Sports that make for easy social distancing have been back on the menu for enthusiastic amateurs for several months now: great news for cricketers and golfers and tennis players, and its encouraging to see that football (training at least) is beginning again. The hope is that competitive matches will start later this month, but so much depends on the virus remaining under (relative) control, and with local lockdowns now happening I cannot see too much football happening outside the professional game this coming season. I strongly suspect that the UK will not be alone in this, and I worry for the development of young players across the world: for all sorts of reasons it’s probably not a great time to be a scout.
So I think that sad though it was to hear of redundancies I fear we will hear of more and more.
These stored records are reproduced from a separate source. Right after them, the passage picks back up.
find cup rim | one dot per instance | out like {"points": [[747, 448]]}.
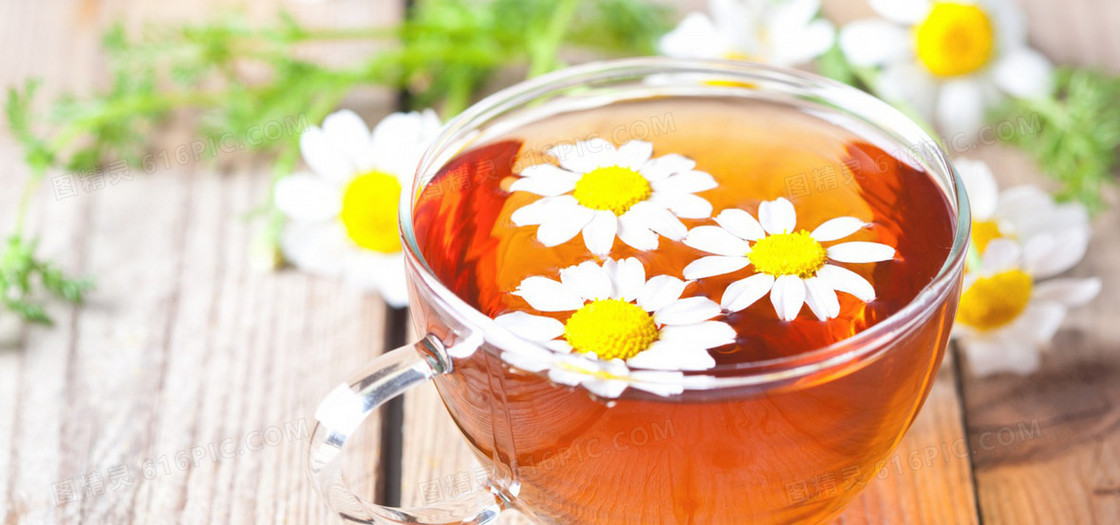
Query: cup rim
{"points": [[888, 119]]}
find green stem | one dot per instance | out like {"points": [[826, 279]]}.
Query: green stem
{"points": [[543, 52]]}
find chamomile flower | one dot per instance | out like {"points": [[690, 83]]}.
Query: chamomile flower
{"points": [[792, 265], [606, 193], [783, 33], [619, 320], [343, 217], [1020, 213], [950, 59], [1006, 316]]}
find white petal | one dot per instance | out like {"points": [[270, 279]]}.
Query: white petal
{"points": [[540, 211], [530, 327], [599, 234], [548, 171], [400, 140], [1001, 254], [979, 183], [740, 224], [821, 299], [319, 249], [793, 15], [1050, 254], [991, 356], [906, 12], [306, 197], [694, 37], [547, 186], [687, 311], [1070, 292], [546, 294], [328, 160], [662, 167], [1023, 204], [585, 156], [558, 345], [787, 297], [908, 83], [367, 270], [744, 292], [1025, 74], [961, 106], [661, 221], [563, 225], [715, 265], [799, 46], [686, 205], [703, 335], [660, 291], [716, 240], [871, 43], [660, 383], [635, 153], [630, 278], [528, 359], [608, 388], [843, 280], [837, 228], [635, 234], [673, 356], [588, 280], [350, 134], [777, 216], [860, 252], [686, 183]]}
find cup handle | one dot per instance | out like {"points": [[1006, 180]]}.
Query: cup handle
{"points": [[350, 404]]}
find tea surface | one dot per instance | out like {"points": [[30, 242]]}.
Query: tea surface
{"points": [[755, 151]]}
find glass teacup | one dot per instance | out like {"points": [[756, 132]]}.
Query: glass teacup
{"points": [[733, 443]]}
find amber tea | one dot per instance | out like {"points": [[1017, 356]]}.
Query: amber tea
{"points": [[734, 234]]}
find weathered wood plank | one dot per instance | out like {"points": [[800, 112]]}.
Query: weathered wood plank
{"points": [[194, 373], [1046, 448]]}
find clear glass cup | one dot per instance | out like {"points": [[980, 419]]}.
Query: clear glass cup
{"points": [[736, 446]]}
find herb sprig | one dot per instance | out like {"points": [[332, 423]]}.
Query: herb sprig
{"points": [[238, 75]]}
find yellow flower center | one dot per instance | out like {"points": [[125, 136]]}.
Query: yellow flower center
{"points": [[996, 300], [985, 232], [370, 212], [613, 188], [610, 328], [789, 254], [954, 39]]}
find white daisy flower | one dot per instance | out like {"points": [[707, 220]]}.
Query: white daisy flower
{"points": [[783, 33], [343, 217], [619, 320], [950, 59], [1006, 317], [606, 191], [1020, 213], [792, 265]]}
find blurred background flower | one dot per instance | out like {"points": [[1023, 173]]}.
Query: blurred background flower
{"points": [[949, 61]]}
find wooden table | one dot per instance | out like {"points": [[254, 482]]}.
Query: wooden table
{"points": [[184, 391]]}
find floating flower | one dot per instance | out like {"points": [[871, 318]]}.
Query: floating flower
{"points": [[605, 193], [1006, 317], [343, 218], [1019, 213], [778, 33], [792, 265], [619, 320], [950, 59]]}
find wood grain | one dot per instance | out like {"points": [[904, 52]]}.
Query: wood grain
{"points": [[188, 369]]}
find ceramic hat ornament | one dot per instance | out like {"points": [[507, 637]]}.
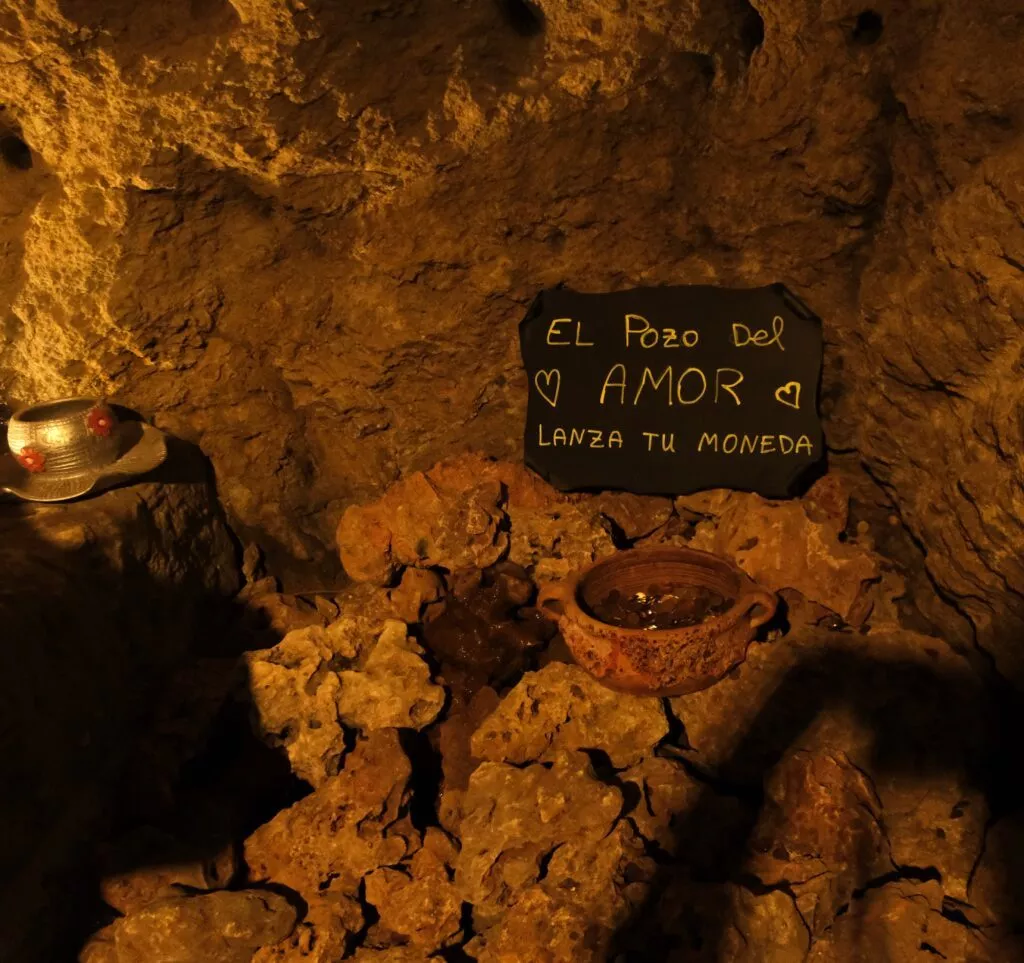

I wonder how many fans have already renewed their season tickets, or indeed whether the club has even asked them to do so. I probably would not have renewed my Red Membership had I remembered it was on a standing order so I expect that many more savvy than me will not have contributed to the ongoing wealth of KSE Inc. I wonder too how easy it will be for fans to afford expensive TV subscriptions if their own jobs are jeopardised, so I suspect there are some ongoing and quite tense discussions going on between networks, leagues and governments. I would be particularly fearful if I was involved in promoting European Cups and Leagues come September.
Arsenal FC is everybody’s favourite whipping boy right now (and when, to be fair wasn’t it) but although you may find fault with its timing or its PR or even the whole way the club is run I strongly suspect that it is in a far better and more honest situation than many clubs in the Premiership. Heaven alone knows what it looks like in the lower leagues, and although I don’t think it will quite come to this, I do fear for the future of the game itself. In his magnificent poem MCMXIV Philip Larkin talks about the way the outbreak of the First World War was received, picturing the innocent way the men lined up at the recruiting stations as if it were ‘all some Bank Holiday lark’. Never such innocence again, he concludes, and I find myself in similar cast of thought as I hear Prime Ministers and others who ought to know better assure me that everything will be back to normal by Christmas time.
But then what do I know? Easier by far to blame it all on Big Stan or Mesut Ozil while getting ready for a trip to Piebury Corner and The Tollington.